Every day was chewsday for Del and Doc

by Phil Pines

Del Insko entered harness racing’s Hall of Fame nearly 20 years ago and like all his fellow Hall of Famer’s, Del has a lifelike statuette of himself in the Goshen shrine. And if you examine it closely you’ll see something that sets Del apart from all the others – a tiny toothpick sticking out the left corner of his mouth. That’s Del’s trademark: a toothpick. It goes with him wherever he goes. If he ever took it out, he’d be hard to recognize.

Del Insko

An earlier generation of harness drivers had a similar affliction. Doc Parshall, who was a graduate veterinarian, started a public stable of trotting horses, won a couple of Hambletonians in the 1930’s and during his long years of training; he covered many tracks with generous quantities of tobacco juice. Doctors told him to cease and desist. If he didn’t, it would Sick City for Doc Parshall. So Doc substituted toothpicks for tobacco just to keep his jaws in motion. He soon discovered there wasn’t a good gnaw in a pocketful and changed from toothpicks to wooden matches. He chewed them by the gross and it has been estimated that before he went to that great Matchbox in the Sky, Doc had chewed more lumber than any man on earth.

When Parshall was just a tiny baby, there was another “Doc” – Charles (Doc) Tanner, a developer of champions whose wisdom around horses came from experience. It had started early.

Tanner went to St. Joseph, Missouri while still a youngster, asked Colonel W. W. Abbott for a job and got it. Abbott owned a band of horses including a savage brute named Westmont whose reputation was unknown to Tanner. When he innocently went into Westmont’s stall for the first time, the horse lunged at him, teeth bared. Tanner dodged the horse, grabbed a pitchfork and used it to defend himself until he escaped.

The incident so angered Tanner, he wanted revenge. He said to himself: “The first of Abbott’s friends to come around is going to get a taste of Westmont. Or, better still, Westmont might get a taste of him!” A few days later a rather tall, slim man called on Abbott and was being shown around the barns. Tanner tried to trick Abbott away for a while so he could lure Abbott’s friend into close contact with Westmont. It never worked but a few more days went by when Tanner learned that his employer’s friend was none other than Jesse James, the train robber and all-around Bad Guy who lived in St. Joe under an assumed name. There was a price of $50,000 on Jesse, dead or alive, and Tanner always regretted the outlaw didn’t go into the stall with Westmont. “That horse might have fixed him up for good. And I would have collected a fortune. On the other hand, Jesse James, being fast on the trigger, might have shot and killed Westmont and I wouldn’t have had to worry about that crazy horse any longer. I lost in both directions.”

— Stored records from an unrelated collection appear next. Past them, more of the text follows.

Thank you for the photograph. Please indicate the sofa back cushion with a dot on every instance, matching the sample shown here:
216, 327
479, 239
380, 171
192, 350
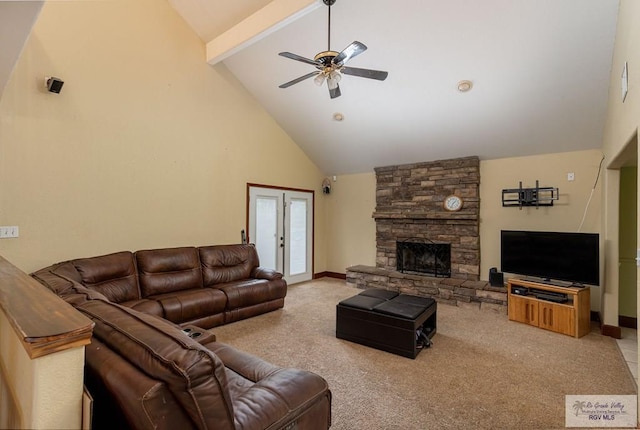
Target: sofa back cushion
113, 275
227, 263
195, 376
167, 270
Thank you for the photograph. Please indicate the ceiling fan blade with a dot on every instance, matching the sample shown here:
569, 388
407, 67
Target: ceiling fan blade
349, 52
365, 73
300, 79
335, 92
299, 58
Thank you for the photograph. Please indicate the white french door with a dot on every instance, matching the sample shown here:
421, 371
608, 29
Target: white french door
281, 227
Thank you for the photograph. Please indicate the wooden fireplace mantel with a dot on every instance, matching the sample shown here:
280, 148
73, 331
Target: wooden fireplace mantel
405, 215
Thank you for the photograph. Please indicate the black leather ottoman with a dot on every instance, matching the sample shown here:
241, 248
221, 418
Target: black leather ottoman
388, 321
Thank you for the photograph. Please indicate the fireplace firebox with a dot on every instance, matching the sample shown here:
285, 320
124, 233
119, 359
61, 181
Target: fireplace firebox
424, 256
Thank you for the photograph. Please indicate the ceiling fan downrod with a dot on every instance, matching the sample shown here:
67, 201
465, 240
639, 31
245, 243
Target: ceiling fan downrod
329, 3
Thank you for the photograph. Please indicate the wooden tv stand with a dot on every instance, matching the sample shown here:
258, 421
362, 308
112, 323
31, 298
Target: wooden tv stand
572, 317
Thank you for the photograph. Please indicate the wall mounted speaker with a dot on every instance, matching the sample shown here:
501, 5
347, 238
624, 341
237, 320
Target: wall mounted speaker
496, 279
54, 85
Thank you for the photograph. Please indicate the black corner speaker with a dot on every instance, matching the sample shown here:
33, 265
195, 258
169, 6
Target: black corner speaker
54, 85
496, 279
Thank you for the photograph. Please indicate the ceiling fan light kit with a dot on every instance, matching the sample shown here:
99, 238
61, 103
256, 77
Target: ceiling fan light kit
331, 64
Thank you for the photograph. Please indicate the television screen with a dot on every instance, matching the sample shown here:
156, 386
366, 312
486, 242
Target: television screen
571, 257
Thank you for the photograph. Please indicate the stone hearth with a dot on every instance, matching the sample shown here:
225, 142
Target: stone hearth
409, 205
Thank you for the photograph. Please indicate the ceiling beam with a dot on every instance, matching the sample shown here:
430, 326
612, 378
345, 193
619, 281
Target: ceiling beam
270, 18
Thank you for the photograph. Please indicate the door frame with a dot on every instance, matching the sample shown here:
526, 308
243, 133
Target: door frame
313, 217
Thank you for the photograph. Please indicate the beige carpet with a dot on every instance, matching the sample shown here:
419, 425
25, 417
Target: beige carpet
483, 371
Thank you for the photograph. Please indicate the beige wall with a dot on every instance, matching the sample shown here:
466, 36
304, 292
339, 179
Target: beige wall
550, 170
620, 141
146, 146
351, 232
41, 393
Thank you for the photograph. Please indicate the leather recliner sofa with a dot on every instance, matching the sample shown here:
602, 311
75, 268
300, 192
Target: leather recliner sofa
204, 286
145, 371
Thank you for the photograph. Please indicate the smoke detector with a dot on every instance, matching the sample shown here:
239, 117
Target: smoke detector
464, 86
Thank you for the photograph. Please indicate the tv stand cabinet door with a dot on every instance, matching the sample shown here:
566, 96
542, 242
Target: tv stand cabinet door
558, 318
523, 309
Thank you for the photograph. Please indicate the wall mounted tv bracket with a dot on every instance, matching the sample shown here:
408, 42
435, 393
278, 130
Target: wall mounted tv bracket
538, 196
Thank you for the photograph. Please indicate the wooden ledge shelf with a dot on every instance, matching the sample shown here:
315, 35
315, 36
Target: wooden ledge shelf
44, 322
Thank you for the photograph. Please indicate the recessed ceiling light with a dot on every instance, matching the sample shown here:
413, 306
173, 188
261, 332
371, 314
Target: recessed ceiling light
464, 86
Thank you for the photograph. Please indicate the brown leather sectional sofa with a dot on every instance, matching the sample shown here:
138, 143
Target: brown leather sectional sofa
144, 368
204, 286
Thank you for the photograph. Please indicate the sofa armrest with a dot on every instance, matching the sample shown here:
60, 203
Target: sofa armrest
264, 273
288, 398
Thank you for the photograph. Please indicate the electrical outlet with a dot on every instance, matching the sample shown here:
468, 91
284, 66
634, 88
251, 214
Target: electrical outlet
9, 231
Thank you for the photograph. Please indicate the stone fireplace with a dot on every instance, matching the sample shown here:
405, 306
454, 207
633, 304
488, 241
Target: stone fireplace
410, 210
423, 257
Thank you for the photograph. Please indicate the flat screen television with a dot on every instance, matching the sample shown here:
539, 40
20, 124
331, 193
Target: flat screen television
570, 257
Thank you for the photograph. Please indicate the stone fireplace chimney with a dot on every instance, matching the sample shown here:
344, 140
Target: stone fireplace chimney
409, 208
409, 205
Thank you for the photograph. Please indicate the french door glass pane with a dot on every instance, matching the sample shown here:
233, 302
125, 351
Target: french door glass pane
298, 239
267, 231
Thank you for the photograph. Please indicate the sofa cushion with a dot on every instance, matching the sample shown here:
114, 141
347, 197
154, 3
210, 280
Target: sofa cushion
288, 398
113, 275
147, 306
227, 263
166, 270
252, 291
124, 397
189, 305
193, 374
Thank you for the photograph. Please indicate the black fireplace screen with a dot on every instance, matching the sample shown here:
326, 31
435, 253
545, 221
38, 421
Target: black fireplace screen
424, 256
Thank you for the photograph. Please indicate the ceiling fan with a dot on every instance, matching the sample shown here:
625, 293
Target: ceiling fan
331, 64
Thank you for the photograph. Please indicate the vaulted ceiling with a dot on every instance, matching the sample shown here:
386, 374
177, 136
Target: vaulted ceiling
539, 68
540, 71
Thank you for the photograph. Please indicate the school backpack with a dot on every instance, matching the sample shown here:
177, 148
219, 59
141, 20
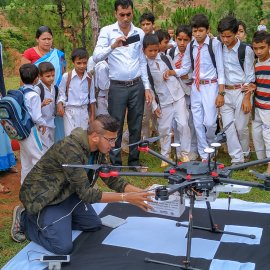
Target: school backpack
14, 115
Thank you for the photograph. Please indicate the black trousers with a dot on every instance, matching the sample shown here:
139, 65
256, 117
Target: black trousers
120, 99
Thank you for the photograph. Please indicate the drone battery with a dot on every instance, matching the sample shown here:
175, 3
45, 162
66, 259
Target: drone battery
173, 207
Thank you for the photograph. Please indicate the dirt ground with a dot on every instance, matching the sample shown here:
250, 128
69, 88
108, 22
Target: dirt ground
10, 200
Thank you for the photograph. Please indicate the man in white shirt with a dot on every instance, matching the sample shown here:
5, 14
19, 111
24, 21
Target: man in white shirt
129, 85
237, 103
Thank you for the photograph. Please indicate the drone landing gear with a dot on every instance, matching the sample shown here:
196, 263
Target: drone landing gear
214, 227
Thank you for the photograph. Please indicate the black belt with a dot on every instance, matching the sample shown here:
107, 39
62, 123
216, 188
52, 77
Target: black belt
127, 83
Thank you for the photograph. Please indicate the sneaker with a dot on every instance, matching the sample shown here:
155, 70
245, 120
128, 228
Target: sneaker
16, 233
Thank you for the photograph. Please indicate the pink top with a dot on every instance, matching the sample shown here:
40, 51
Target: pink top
31, 55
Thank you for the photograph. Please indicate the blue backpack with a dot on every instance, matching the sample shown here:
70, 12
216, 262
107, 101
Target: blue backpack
14, 115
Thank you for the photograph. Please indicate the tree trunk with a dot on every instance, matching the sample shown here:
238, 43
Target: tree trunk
94, 20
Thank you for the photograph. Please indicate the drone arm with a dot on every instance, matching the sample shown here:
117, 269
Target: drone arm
241, 182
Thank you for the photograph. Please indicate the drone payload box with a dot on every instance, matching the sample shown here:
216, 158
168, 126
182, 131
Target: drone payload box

As any follower of the Wild West will remember, Jesse was shot by two members of his own gang. Jesse’s brother, Frank, later surrendered, was twice tried and acquitted and lived out his years on his Missouri farm. Like Jesse, Frank James enjoyed trottin’ horses, too, and acted as a timer at county fairs after he got too old to rob trains.

The 1870’s may have been the end of the James gang but it was the beginning of a new age in harness racing. Equipment was introduced to improve the training of trotters and pacers. Hoppies helped keep the pacers on gait. Holders for reins were an invention prompted by necessity. Too many drivers almost had their fingers sawed off when horses went into sharp, unexpected pulls. Boots and protective padding for harness horses began to appear. The pads kept the iron of the shoe from cutting the flesh of the horse.

And goggles for horses were introduced by one of the sport’s old timers, a fella name Dan Mace. He first used them on his horse, Fearnaught. But the practice never became popular. You see, it was difficult to determine horses’ vision: the critters couldn’t read the eye charts.

Phil Pines is the retired Director of the Harness Racing Hall of Fame and a harness racing consultant for the Catskill Off Track Betting Corporation.